Babickas's literary work is considered expressionist and rebellious, by its content considered close to the avant-garde Keturvėjininkai movement.

===Photography career===
After becoming interested in artistic photography, Babickas became its pioneer, preparing an exhibition of three hundred works in Kaunas and establishing the Lithuanian Amateur Photography Society in 1933. One of the most famous interwar photographers of Lithuania, Babickas was one of the first to publish photo reports in the Lithuanian press. He exhibited his photographs in the Exposition Internationale des Arts et Techniques dans la Vie Moderne in 1937, for which he was awarded a gold medal. He illustrated travel books with his and other photographers' photos of Neringa, Greece, and Brazil.
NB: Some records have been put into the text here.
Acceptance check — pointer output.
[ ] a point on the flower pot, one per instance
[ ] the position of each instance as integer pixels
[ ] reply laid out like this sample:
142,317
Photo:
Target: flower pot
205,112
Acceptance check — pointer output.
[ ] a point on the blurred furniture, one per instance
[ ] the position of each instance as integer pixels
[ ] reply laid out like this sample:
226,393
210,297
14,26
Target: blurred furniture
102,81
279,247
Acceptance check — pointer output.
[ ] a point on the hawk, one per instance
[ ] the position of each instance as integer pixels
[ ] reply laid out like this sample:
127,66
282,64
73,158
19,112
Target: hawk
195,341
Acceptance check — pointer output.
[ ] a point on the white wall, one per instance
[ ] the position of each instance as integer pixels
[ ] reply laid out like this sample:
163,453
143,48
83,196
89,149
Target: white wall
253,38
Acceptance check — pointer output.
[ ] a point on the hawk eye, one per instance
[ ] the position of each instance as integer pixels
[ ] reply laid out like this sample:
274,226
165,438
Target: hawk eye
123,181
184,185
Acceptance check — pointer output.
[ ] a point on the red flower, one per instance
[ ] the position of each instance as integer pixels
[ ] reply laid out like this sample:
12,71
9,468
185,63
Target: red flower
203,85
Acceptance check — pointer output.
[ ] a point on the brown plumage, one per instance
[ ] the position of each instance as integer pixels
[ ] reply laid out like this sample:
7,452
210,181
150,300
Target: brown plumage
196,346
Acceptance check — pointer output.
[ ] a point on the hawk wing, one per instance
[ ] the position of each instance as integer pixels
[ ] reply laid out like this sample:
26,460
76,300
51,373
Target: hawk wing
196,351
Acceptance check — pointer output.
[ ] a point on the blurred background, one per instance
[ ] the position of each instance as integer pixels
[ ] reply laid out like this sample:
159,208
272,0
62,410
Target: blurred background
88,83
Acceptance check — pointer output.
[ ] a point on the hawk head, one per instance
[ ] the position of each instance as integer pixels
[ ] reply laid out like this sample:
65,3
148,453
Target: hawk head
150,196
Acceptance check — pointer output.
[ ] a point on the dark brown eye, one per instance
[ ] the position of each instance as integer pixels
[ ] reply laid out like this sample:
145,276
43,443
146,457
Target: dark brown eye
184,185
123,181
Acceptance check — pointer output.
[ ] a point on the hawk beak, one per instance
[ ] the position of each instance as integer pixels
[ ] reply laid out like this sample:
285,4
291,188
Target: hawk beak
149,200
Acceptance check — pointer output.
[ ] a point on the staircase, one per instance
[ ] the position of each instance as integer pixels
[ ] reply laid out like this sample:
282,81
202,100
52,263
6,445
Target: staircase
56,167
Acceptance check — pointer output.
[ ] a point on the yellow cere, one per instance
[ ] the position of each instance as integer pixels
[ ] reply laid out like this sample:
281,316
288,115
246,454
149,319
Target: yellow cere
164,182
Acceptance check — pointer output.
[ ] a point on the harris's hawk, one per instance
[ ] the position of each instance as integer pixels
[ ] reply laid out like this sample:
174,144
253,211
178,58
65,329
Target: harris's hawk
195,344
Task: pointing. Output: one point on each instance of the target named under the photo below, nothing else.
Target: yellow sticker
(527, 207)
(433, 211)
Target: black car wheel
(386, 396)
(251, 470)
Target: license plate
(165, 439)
After Lithuania gained the Vilnius region in 1939, Babickas went there as a correspondent to write about and take pictures of the city, which propelled his fame.

===Traveler===
Babickas created watercolor paintings, pencil and ink drawings, as well as illustrated travel books. Babickas, a polyglot of eight languages, also actively traveled; he visited Western Europe, Turkey, North Africa, and North and South America. Interested in local rural history, Babickas traveled around villages and wrote down folklore, collected folk artworks, and established a small museum of folklore history in his home in Garliava.

==Later years==
===Emigration===
After the Soviet occupation of Lithuania, Babickas was prohibited from hosting shows at the Kaunas radiophone. However, during Nazi occupation, Babickas was once again made its director. In 1941 Babickas created an exhibition about the Red Terror at the Vytautas the Great War Museum. As the Soviet front was getting closer, to avoid repressions from the Soviet authorities, in 1944, with the assistance of Tadas Ivanauskas, Babickas moved to Germany, crossing the Nemunas River near Jurbarkas. He lived there until 1945, moving later to Rome. In 1949 Babickas settled down in Rio de Janeiro, where he actively participated in Lithuanian émigré cultural organizations. In Canada, from 1950 to 1965, Babickas was secretary of the Lithuanian Embassy in Brazil, head of the culture department, and press attaché. Babickas hosted a weekly show entitled Lietuvos balsas in Portuguese from 1958 to the 1970s.

Babickas organized literary evenings, exhibitions of Lithuanian folk art, translated poetry, and wrote articles for the Boston-based Lithuanian encyclopedia. Additionally, he wrote for the American-Lithuanian Aidai, Draugas, and Australian-Lithuanian Mūsų pastogė magazines. Babickas's positive expressions about the death of Stalin in 1953 put him on the front pages of a Rio de Janeiro daily newspaper.

===Death===
Towards the end of his life, Babickas lived in impoverished conditions. Refusing Brazilian citizenship, he consequently did not receive a pension. For a long time, the writer was supported by émigré aid organizations, relatives, friends, and other Lithuanian emigrants. Babickas died on 27 August 1991 in Rio de Janeiro. He was buried in the city's Catumbi Cemetery, in the Lithuanian Catholic burial section. His remains were transferred to Lithuania on 25 May 2006, and re-buried in the Petrašiūnai Cemetery on 6 June.

==Remembrance==
In remembrance, his home village contains a dedicated museum, and a short film was made in 2006 about the life of Babickas. He was the namesake of streets in Panemunė (1998) and Naujoji Vilnia (2008). A book about Petras Babickas was released in 2010, and since 2012, the Lithuanian Journalists' Union and the National Association of Journalists' Creators have been annually awarding the P. Babickas Prize to radio and television journalists for "mature pieces of radio and television journalism of various genres".